1-2 Des gouvernances à des échelles différentes du territoire
En plus d’une volonté de consensus politique, les projets urbains grenoblois sont portés par une gouvernance territoriale à multiple échelle. Dès les années 2000 l’adjoint au maire à l’urbanisme et à l’environnement citait l’échelle de la Région urbaine comme l’échelle la plus pertinente pour « mettre les cohérences territoriales à l’œuvre ». En effet,Grenoble est confrontée à de multiples contraintes en particulier géographiques (foncier rare, fond de vallée enserré entre des massifs montagneux, fortes amplitudes thermiques, trafic automobile dense, taux de pollution élevé, qualité du sol médiocre, risques naturels importants - séismes, inondations) qui ont toujours conduit les élus grenoblois à mener une politique de développement urbain dépassant largement le cadre de la Ville. Ainsi région, département, agglomération participent largement aux projets municipaux et à leur financement. S’articule donc la Region Urbaine Grenobloise (RUG), La Métro (la communauté d’agglomération) et la municipalité de Grenoble, dans le but de concevoir, financer et réaliser les projets.
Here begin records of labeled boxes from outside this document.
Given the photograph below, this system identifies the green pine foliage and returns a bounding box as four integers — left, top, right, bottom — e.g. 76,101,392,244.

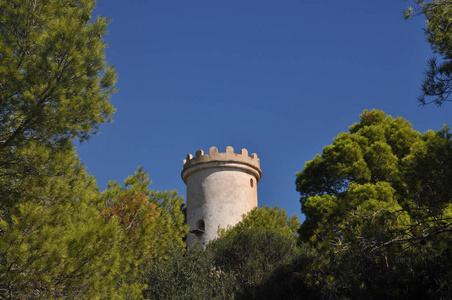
219,206,300,238
296,110,452,299
405,0,452,105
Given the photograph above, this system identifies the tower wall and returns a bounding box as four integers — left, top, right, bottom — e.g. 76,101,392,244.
181,147,262,246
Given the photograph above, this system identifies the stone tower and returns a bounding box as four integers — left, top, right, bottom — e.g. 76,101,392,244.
181,146,262,246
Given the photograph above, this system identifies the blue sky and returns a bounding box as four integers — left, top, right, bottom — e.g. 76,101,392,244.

1-3 L’élaboration des documents d’urbanisme, support de réflexions et de débats autour du développement durable L’élaboration de plan d’urbanisme à différentes échelles de territoire ainsi que les débats qui les accompagnent permettent aux élus d’organiser une mobilisation citoyenne. Les instances de représentation des différentes échelles territoriales et particulièrement celle de La Metro ainsi que la Mairie présente une activité intense dans ce domaine. A travers ces documents elles arbitrent et définissent leur exigences afin d’obtenir une cohérence territoriale:
• A l’échelle de l’agglomération avec le Plan de Déplacement Urbain (PDU), le Plan Local d’Habitat (PLH) et le Plan de Climat Local (PCL) • A l’échelle communale avec principalement le PLU, le Schéma énergétique local, le Plan local d’action en santé environnementale et le guide de la qualité environnementale, architecturale et urbaine. Mais aussi: • Le Schéma Directeur, d’Aménagement et d’Urbanisme (SDAU), qui cherche à structurer les territoires autour du cadre de vie des habitants en précisant les politiques publiques d’habitat et de transport. •Le Projet d’Aménagement et de Développement Durable (PADD), outil d’expression des grandes orientations en matière d’habitat, d’emploi d’équipements et de déplacement, avant que la loi d’urbanisme et d’habitat ne permettre d’introduire des prescriptions environnementale dans le PLU qui en devient alors la traduction réglementaire. • Le Schéma de Cohérence Territoriale (SCOT) qui a pour mission la mise en cohérence de la politique de développement durable, à une échelle de grand bassin de vie, dans la perspective d’un équilibre des territoires. • Le Guide « ABC de la qualité environnementale, architecturale et urbaine ». Cet outil, spécifiquement adapté au contexte grenoblois, se veut plus méthodologique et pédagogique que réglementaire. Conçu comme un outil local d’aide au projet d’une ville durable, il cherche à combler le vide législatif concernant en particulier le logement collectif en secteur diffus. Il est intéressant de noter que, par chance, les partenaires de la construction ont adhéré à ces plans et donc au nouveau mode de gestion des projets urbains. Dans un premier bilan effectué sur 145 permis de construire délivrés entre 2006 et 2007 sur des opérations de plus de 10 logements : •40% de logements locatifs sociaux sur les 2 400 logements familiaux autorisés furent construits (imposés par la mairie entre 20% et 30% selon les secteurs) • augmentation de 50%, au regard des années précédentes, des autorisations de construire des logements. •généralisation de l’isolation extérieure des constructions (soit 86% d’entre elles) •végétalisation des toitures (soit 74% représentant 5,2 ha) • installation de capteurs solaires (soit 57% soit 8 000 m2 de capteurs).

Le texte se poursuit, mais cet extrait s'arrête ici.